Napoli, fidanzati travolti e uccisi: 10 anni. Il papà di Lucia: “Mi vergogno di essere italiano”

È stato condannato a 10 anni di carcere Dario Lenci, l’uomo di 35 anni che provocò un terrificante incidente la notte tra il 29 e il 30 settembre 2023 nel quartiere Fuorigrotta di Napoli, dove persero la vita due fidanzati di 20 e 23 anni, Lucia Morra Francesco Altamura. La coppia fu investita mentre viaggiava su uno scooter.

La sentenza è stata emessa dal gup di Napoli Lo Gozzo. L’imputato provocò la tragedia mentre era alla guida di una potente Audi sotto l’effetto di cocaina e alcol. La Procura di Napoli, al termine della sua requisitoria aveva chiesto il massimo della pena: 12 anni di reclusione. Il 35enne finì inizialmente in carcere e poi ai domiciliari dai quali però si allontanò costringendo il giudice a un aggravamento della misura cautelare.

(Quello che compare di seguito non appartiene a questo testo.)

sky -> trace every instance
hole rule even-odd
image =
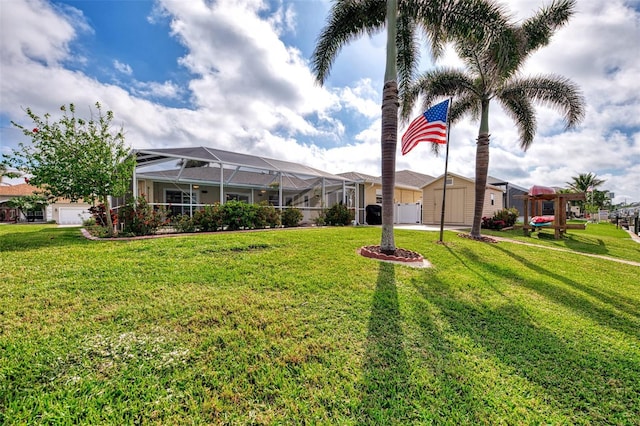
[[[614,203],[640,201],[640,0],[577,3],[522,75],[577,83],[584,121],[567,131],[559,112],[537,106],[536,137],[523,152],[513,121],[492,103],[489,174],[529,188],[566,187],[594,173]],[[522,20],[548,2],[502,4]],[[29,142],[11,124],[32,124],[27,107],[57,119],[59,107],[73,103],[89,117],[98,101],[132,148],[207,146],[379,176],[385,35],[343,48],[317,84],[311,56],[330,7],[330,0],[0,0],[0,154]],[[421,72],[462,68],[452,49],[436,61],[424,47],[420,62]],[[478,127],[471,117],[451,127],[449,171],[473,178]],[[437,177],[444,161],[426,143],[402,156],[398,143],[397,170]]]

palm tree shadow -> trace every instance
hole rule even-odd
[[[610,294],[598,290],[595,286],[577,282],[561,273],[556,273],[544,268],[540,263],[533,262],[498,245],[492,246],[492,248],[506,254],[540,275],[564,283],[569,288],[577,291],[577,293],[537,280],[523,280],[527,287],[543,294],[551,300],[555,300],[576,311],[580,311],[582,314],[591,317],[603,325],[628,333],[631,336],[640,336],[640,332],[638,331],[640,315],[636,300],[626,298],[620,294]],[[588,298],[581,296],[580,293],[600,301],[600,304],[591,302]],[[625,315],[620,315],[621,312]]]
[[[361,419],[393,424],[407,418],[409,364],[404,350],[395,267],[380,263],[363,362]]]

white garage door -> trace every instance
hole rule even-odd
[[[83,220],[91,217],[91,213],[85,207],[60,207],[58,215],[60,225],[82,225]]]

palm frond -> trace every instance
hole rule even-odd
[[[336,0],[312,55],[316,81],[324,83],[343,46],[384,28],[385,16],[386,4],[379,0]]]
[[[564,115],[566,128],[578,125],[584,118],[585,100],[577,84],[566,77],[542,75],[510,80],[501,91],[500,97],[522,92],[528,99],[550,106]]]
[[[479,95],[473,80],[465,72],[452,68],[428,71],[419,76],[415,83],[403,93],[400,117],[403,122],[411,118],[415,103],[420,96],[423,107],[428,108],[438,98],[469,93]]]
[[[520,148],[526,151],[533,142],[536,134],[536,111],[527,97],[525,91],[506,90],[497,95],[498,101],[502,104],[507,115],[516,123],[520,136]]]
[[[449,107],[449,122],[452,124],[457,123],[467,114],[471,114],[474,120],[479,120],[480,118],[480,101],[477,96],[471,93],[454,98]]]
[[[400,13],[397,22],[396,44],[397,67],[398,67],[398,88],[400,96],[414,80],[418,61],[420,60],[420,42],[416,36],[415,21],[407,11]]]
[[[554,0],[549,6],[541,8],[536,15],[522,23],[525,44],[524,55],[546,46],[554,31],[565,25],[575,12],[575,0]]]

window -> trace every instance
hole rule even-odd
[[[449,176],[447,177],[447,186],[451,186],[453,185],[453,177]]]
[[[495,194],[491,194],[491,205],[493,206],[496,203]]]
[[[376,189],[376,204],[382,204],[382,189]]]
[[[308,195],[304,196],[304,206],[305,207],[309,207],[309,196]]]
[[[44,220],[44,212],[42,209],[35,210],[27,210],[27,221],[35,222],[35,221],[43,221]]]
[[[194,191],[191,193],[191,200],[189,199],[189,191],[181,191],[176,189],[167,189],[164,193],[164,202],[171,204],[169,210],[171,214],[189,214],[189,204],[198,204],[198,193]]]
[[[247,194],[233,194],[233,193],[229,192],[229,193],[226,194],[225,200],[227,200],[227,201],[242,201],[244,203],[249,203],[249,196]]]

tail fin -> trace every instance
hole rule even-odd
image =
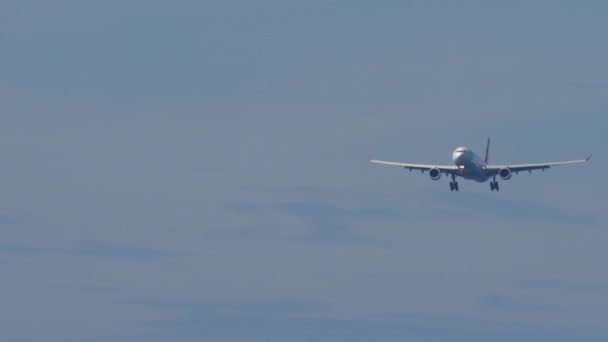
[[[486,145],[486,157],[483,159],[483,161],[485,161],[486,164],[488,161],[490,161],[490,138],[488,138],[488,144]]]

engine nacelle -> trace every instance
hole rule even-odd
[[[498,175],[504,180],[511,179],[511,170],[508,167],[503,167],[498,170]]]
[[[432,180],[438,180],[441,178],[441,171],[437,168],[432,168],[429,170],[429,176],[431,176]]]

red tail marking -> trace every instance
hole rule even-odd
[[[483,161],[485,161],[487,164],[489,160],[490,160],[490,138],[488,138],[488,144],[486,145],[486,157],[483,159]]]

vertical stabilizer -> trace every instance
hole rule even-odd
[[[490,161],[490,138],[488,138],[488,144],[486,145],[486,157],[483,158],[483,161],[485,161],[486,164],[488,161]]]

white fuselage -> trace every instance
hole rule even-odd
[[[458,166],[459,175],[464,179],[485,182],[490,178],[485,172],[486,162],[466,147],[454,150],[452,160]]]

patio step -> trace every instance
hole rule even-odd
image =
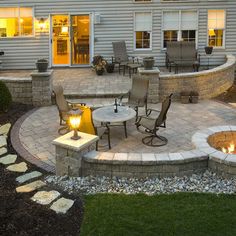
[[[86,93],[86,94],[78,94],[78,93],[66,93],[65,92],[65,97],[67,99],[80,99],[80,98],[117,98],[121,95],[123,95],[124,92],[120,92],[120,93]]]

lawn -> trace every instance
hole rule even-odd
[[[81,236],[236,235],[236,195],[85,196]]]

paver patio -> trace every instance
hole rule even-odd
[[[91,104],[94,100],[83,100]],[[100,99],[106,105],[112,100]],[[97,101],[98,102],[98,101]],[[159,109],[160,104],[150,104]],[[134,120],[128,123],[128,138],[124,138],[123,127],[111,128],[112,149],[110,152],[163,153],[193,149],[192,135],[201,129],[216,125],[236,125],[236,110],[213,100],[200,101],[198,104],[172,103],[167,119],[167,128],[160,134],[169,142],[163,147],[147,147],[142,144],[143,134],[136,130]],[[19,137],[23,147],[35,158],[50,166],[55,165],[55,148],[52,140],[59,135],[59,116],[56,106],[39,108],[22,123]],[[106,139],[104,138],[104,142]],[[104,151],[104,149],[102,149]]]

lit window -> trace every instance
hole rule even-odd
[[[0,37],[33,35],[33,10],[30,7],[0,8]]]
[[[163,12],[163,47],[172,41],[196,41],[197,11]]]
[[[150,49],[152,34],[152,14],[135,13],[135,49]]]
[[[223,47],[225,32],[225,11],[208,11],[208,45]]]

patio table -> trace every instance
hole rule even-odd
[[[113,106],[104,106],[93,111],[93,120],[108,125],[116,123],[123,123],[125,129],[125,137],[127,138],[126,122],[133,119],[136,116],[134,109],[128,106],[118,106],[118,112],[114,112]]]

Oggi 11 giugno, prima dell’inizio della udienza, i parenti e gli amici delle due vittime hanno esposto uno striscione all’esterno del palazzo di giustizia di Napoli con le foto di Lucia e Francesco e la scritta: “Giustizia per Lucia e Kekko: vogliamo pena cerca ed esemplare”. Ma la sentenza purtroppo non li ha convinti. “Non sono soddisfatto, il giudice doveva dare il massimo, mi vergogno di essere italiano: solo 5 anni per ogni ragazzo ucciso. Ritengo che non siamo stati tutelati. Per me questa è una sentenza scandalosa, meritavano almeno 12 anni. Noi non abbiamo avuto alcuno sconto e non è giusto neppure che sia stato concesso il rito abbreviato a chi si è reso protagonista di un vero e proprio assassinio”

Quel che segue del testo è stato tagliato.